Nous sommes vendredi, tard, pas loin de minuit. Les étoiles luisent sourdement à travers une nappe de nuages gris. Assis sous le porche arrière, je contemple le terrain laissé en friche, les anciennes terres agricoles qui longent ma rangée de maisons.

Je suis là, à me répéter que j’ai été honnête avec Nico et que je ne peux rien faire de plus.

Mais elle a raison, malheureusement. Je l’aime, et je n’ai pas envie qu’elle meure toute seule.
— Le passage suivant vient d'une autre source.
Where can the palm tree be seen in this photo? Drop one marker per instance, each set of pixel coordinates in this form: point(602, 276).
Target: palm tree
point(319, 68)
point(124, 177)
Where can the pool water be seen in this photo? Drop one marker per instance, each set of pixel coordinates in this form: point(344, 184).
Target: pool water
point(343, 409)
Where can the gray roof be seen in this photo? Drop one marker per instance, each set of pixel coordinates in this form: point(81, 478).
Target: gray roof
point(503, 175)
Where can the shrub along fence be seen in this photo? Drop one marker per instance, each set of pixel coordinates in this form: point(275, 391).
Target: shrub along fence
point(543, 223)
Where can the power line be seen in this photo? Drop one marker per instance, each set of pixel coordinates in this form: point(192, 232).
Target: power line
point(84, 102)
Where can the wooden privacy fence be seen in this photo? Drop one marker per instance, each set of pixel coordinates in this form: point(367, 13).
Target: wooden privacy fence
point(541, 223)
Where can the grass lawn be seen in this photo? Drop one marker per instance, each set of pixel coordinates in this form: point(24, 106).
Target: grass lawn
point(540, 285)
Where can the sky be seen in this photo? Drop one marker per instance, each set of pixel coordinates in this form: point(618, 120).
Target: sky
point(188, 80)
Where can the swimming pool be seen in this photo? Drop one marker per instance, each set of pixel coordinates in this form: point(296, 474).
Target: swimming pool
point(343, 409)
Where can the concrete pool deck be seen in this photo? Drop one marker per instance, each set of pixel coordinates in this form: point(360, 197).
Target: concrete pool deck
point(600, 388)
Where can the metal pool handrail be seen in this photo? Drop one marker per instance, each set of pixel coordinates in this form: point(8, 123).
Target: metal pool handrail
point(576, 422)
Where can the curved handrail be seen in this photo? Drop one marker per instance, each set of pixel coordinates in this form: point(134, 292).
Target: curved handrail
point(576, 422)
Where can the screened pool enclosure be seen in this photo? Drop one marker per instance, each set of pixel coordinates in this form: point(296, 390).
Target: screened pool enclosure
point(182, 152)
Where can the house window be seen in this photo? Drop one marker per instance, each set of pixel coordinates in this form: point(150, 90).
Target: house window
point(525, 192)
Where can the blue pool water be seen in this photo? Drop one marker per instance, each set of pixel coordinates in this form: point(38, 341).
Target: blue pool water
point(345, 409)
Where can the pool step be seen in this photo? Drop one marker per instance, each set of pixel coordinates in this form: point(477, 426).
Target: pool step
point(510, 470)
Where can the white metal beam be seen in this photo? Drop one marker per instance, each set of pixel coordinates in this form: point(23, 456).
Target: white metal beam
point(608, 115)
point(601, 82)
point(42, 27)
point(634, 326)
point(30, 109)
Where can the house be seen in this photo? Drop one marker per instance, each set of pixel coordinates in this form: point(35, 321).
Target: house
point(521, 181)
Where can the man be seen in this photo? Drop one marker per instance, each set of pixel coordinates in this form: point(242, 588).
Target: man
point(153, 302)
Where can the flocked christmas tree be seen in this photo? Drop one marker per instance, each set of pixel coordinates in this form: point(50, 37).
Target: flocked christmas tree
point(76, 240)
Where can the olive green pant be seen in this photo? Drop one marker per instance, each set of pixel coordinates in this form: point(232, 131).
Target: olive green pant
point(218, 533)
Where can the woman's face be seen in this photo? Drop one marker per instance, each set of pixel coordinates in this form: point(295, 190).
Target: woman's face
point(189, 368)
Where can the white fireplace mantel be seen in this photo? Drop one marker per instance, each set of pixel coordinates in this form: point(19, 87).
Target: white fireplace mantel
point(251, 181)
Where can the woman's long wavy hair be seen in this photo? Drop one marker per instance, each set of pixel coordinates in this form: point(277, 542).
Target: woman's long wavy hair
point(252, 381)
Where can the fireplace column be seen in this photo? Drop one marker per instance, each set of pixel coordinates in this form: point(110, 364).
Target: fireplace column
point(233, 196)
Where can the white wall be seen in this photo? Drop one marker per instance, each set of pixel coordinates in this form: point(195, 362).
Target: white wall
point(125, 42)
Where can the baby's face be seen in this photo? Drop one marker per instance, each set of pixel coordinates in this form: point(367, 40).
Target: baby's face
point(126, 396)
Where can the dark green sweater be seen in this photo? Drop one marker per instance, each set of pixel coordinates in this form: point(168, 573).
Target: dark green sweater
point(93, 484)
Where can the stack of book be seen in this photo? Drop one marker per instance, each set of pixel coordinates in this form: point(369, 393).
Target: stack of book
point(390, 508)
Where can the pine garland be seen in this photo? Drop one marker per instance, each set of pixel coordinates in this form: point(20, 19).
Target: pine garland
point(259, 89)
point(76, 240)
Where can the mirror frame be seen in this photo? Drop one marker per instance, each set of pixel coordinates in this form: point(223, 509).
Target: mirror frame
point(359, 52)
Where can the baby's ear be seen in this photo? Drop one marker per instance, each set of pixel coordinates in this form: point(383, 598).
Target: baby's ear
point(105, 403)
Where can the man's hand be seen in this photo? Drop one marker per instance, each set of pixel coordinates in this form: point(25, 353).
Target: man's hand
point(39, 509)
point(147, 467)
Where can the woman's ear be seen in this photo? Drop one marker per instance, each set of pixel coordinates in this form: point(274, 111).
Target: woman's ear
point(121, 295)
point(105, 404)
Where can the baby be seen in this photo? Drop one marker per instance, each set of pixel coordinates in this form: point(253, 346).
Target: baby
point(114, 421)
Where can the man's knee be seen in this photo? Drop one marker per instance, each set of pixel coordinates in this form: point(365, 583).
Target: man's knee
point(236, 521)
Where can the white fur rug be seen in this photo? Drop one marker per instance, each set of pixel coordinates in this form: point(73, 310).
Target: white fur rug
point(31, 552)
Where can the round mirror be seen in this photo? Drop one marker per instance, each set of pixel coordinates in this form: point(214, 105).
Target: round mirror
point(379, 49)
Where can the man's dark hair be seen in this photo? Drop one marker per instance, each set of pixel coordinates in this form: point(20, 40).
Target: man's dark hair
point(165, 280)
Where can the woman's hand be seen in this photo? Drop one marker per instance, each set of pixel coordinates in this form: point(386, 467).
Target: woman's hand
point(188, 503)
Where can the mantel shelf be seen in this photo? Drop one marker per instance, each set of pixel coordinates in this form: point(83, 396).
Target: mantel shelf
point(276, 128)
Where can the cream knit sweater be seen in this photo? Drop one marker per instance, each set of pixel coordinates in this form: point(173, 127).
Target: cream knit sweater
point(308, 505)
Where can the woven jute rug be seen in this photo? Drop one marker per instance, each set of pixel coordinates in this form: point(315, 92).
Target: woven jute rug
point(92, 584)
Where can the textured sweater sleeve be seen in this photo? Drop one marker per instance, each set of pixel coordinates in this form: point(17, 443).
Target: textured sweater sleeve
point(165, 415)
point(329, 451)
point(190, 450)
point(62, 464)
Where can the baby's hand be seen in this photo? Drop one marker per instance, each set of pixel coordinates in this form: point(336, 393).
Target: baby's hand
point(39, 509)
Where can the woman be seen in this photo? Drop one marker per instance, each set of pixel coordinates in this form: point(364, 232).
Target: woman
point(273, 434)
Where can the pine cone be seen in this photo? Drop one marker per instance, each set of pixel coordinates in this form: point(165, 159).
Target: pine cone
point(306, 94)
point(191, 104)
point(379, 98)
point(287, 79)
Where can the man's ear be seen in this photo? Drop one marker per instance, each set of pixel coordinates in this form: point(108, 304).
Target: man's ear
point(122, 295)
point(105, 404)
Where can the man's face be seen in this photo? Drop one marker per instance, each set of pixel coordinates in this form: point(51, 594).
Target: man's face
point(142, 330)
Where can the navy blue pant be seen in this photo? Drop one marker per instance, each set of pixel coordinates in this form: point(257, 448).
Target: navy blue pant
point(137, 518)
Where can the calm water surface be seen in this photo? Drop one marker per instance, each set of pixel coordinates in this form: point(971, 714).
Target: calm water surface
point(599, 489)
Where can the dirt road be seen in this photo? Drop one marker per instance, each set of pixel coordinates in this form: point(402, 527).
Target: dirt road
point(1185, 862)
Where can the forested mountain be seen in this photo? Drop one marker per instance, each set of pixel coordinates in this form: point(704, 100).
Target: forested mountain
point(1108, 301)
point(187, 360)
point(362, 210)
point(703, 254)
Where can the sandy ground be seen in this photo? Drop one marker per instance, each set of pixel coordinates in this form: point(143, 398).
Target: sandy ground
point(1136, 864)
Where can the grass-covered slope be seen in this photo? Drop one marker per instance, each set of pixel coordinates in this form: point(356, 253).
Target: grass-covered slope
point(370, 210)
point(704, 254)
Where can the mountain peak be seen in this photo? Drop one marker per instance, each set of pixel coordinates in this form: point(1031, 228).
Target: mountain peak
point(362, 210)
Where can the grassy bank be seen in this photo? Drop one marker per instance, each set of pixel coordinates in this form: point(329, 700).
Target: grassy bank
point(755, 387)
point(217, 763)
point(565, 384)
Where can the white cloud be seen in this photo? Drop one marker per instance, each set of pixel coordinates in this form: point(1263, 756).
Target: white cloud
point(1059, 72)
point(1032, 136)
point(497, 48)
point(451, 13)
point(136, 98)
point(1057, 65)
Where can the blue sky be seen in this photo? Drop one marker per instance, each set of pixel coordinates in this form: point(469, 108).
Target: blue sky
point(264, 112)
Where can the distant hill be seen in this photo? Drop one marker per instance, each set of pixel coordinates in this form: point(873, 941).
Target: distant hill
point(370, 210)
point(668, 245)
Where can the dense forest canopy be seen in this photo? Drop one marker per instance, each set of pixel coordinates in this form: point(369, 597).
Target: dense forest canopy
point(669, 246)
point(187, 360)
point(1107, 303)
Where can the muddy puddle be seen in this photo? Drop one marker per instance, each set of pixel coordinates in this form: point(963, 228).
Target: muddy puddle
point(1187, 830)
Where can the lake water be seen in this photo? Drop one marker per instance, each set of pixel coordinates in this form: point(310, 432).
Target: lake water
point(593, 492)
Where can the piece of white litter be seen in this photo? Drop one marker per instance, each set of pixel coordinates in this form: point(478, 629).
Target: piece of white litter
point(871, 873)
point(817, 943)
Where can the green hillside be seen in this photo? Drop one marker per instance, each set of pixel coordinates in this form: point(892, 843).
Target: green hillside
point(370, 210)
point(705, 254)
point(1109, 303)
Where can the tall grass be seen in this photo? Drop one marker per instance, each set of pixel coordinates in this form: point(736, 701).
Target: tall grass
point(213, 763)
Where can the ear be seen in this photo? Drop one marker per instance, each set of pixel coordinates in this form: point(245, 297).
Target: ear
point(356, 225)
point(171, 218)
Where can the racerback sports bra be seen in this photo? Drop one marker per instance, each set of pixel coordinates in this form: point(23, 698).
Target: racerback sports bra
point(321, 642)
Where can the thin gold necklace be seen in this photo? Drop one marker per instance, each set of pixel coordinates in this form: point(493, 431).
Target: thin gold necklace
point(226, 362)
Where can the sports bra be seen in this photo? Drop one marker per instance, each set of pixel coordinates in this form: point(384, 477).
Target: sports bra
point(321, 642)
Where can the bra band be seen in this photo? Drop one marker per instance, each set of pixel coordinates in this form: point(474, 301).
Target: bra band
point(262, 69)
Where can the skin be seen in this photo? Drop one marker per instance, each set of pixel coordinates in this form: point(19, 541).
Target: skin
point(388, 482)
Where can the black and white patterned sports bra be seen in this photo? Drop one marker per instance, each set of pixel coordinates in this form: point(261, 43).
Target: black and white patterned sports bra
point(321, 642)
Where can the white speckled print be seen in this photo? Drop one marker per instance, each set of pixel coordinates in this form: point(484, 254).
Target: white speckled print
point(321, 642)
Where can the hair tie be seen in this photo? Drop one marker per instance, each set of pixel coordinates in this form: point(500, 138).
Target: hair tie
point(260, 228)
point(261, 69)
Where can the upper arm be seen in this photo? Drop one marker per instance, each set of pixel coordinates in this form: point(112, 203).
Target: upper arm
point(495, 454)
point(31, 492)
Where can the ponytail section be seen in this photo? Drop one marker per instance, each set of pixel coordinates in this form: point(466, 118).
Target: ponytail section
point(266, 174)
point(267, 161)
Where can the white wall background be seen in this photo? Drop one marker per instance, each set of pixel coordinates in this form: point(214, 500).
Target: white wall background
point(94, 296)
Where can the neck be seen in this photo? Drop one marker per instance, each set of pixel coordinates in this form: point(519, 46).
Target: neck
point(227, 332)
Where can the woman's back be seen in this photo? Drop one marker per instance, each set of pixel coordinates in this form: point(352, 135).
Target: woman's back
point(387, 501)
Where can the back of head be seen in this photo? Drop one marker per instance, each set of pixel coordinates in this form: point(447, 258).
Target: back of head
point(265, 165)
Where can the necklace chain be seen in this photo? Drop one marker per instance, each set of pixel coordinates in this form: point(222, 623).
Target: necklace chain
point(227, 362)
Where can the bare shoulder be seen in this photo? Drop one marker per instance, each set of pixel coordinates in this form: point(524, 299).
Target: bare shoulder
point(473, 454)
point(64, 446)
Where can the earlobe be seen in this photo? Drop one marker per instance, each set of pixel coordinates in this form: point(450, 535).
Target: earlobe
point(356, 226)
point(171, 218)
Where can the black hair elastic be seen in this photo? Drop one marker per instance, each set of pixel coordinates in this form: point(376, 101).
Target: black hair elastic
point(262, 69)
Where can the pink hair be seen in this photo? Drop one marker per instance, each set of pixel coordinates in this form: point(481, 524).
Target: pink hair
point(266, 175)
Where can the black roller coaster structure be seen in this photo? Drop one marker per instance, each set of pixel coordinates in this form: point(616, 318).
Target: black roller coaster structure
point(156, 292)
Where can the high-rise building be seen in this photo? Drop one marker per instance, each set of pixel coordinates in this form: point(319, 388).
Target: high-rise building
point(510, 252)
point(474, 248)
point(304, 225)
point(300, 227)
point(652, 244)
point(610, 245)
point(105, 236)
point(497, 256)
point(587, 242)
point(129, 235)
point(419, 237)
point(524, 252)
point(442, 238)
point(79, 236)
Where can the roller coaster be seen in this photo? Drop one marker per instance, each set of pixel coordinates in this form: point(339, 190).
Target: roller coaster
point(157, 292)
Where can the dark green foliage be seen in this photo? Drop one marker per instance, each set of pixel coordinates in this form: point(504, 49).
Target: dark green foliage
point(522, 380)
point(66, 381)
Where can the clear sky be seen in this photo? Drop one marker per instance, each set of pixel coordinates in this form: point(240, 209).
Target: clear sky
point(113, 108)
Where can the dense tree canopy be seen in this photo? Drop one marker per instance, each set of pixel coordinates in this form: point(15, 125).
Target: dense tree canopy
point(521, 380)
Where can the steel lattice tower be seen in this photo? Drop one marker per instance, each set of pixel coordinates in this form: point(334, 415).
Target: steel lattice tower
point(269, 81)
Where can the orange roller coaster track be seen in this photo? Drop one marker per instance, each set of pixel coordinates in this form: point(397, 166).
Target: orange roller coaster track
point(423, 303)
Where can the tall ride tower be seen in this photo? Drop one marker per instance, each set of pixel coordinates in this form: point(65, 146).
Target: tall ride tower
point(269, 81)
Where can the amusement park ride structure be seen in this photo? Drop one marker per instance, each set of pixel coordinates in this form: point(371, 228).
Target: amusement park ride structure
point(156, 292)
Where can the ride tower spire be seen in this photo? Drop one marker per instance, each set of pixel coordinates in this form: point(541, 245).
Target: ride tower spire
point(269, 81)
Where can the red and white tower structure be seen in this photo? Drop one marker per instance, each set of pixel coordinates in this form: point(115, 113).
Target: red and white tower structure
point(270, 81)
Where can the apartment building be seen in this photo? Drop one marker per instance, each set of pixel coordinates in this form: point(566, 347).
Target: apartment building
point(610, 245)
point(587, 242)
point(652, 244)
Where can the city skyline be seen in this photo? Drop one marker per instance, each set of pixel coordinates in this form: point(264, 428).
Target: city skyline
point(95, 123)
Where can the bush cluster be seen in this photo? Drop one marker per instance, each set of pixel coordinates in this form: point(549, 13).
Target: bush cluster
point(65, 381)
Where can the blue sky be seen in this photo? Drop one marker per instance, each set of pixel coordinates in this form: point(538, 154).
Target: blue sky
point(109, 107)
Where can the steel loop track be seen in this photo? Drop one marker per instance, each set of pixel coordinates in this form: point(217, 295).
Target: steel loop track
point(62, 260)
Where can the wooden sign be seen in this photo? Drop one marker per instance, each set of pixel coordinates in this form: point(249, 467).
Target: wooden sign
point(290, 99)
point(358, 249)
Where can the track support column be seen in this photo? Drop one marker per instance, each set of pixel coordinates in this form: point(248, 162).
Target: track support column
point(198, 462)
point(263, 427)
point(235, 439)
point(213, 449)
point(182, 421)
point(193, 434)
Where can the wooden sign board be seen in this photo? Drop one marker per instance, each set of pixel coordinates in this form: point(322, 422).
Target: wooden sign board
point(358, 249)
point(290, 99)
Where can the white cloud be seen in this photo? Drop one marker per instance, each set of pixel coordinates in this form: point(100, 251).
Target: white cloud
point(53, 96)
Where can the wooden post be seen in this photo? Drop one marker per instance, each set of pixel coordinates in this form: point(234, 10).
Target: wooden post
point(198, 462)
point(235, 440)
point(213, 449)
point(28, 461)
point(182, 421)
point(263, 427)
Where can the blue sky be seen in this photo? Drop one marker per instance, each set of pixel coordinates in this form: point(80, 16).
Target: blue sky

Pour être exact, je n’ai pas envie qu’elle meure du tout, mais ça non plus, je n’y peux pas grand-chose.

Les bureaux sont fermés depuis longtemps, mais je rentre et compose quand même le numéro sur la ligne fixe. Quelqu’un décrochera. Ce bureau-là n’a jamais été de ceux qui ferment pendant la nuit et le week-end, et je suis sûr que depuis l’astéroïde ses horaires se sont encore élargis.

– Allô ? fait une voix, tranquille et mâle.

– Oui, bonsoir. (Je renverse la tête en arrière, inspire un grand coup.) Je voudrais parler à Alison Koechner.

* * *

Samedi matin, je vais courir, huit kilomètres suivant un itinéraire excentrique de mon invention : je monte à White Park, rejoins Main Street, puis rentre en longeant Rockingham, la sueur coulant sur mon front et se mêlant à la légère averse de neige. J’ai les jambes un peu lourdes à cause de l’accident de voiture, et la poitrine un peu oppressée, mais il m’est agréable de courir au grand air.

D’accord. Il se peut que j’aie oublié de bien fixer une des chaînes sur les pneus, bien sûr, je peux le concevoir. J’allonge la foulée, pris d’impatience. J’ai peut-être oublié d’en fixer une. Mais les quatre ?

En rentrant, j’allume mon téléphone portable et découvre que j’ai deux barres de réseau, et que j’ai raté un appel de Sophia Littlejohn.

– Oh, non ! fais-je entre mes dents en appuyant sur la touche de la boîte vocale.

Je suis sorti trois quarts d’heure, une heure au maximum, et c’est la première fois que j’éteignais mon téléphone depuis une semaine, la première fois depuis que j’ai posé les yeux sur le corps de Peter Zell dans les toilettes du McDo pirate.

– Pardon d’avoir tardé à vous rappeler, me dit Mme Littlejohn sur le répondeur, d’une voix neutre et ferme. (Je coince le téléphone entre tête et épaule, ouvre mon cahier bleu, fais cliqueter un stylo.) Mais c’est que je ne vois pas bien quoi vous dire.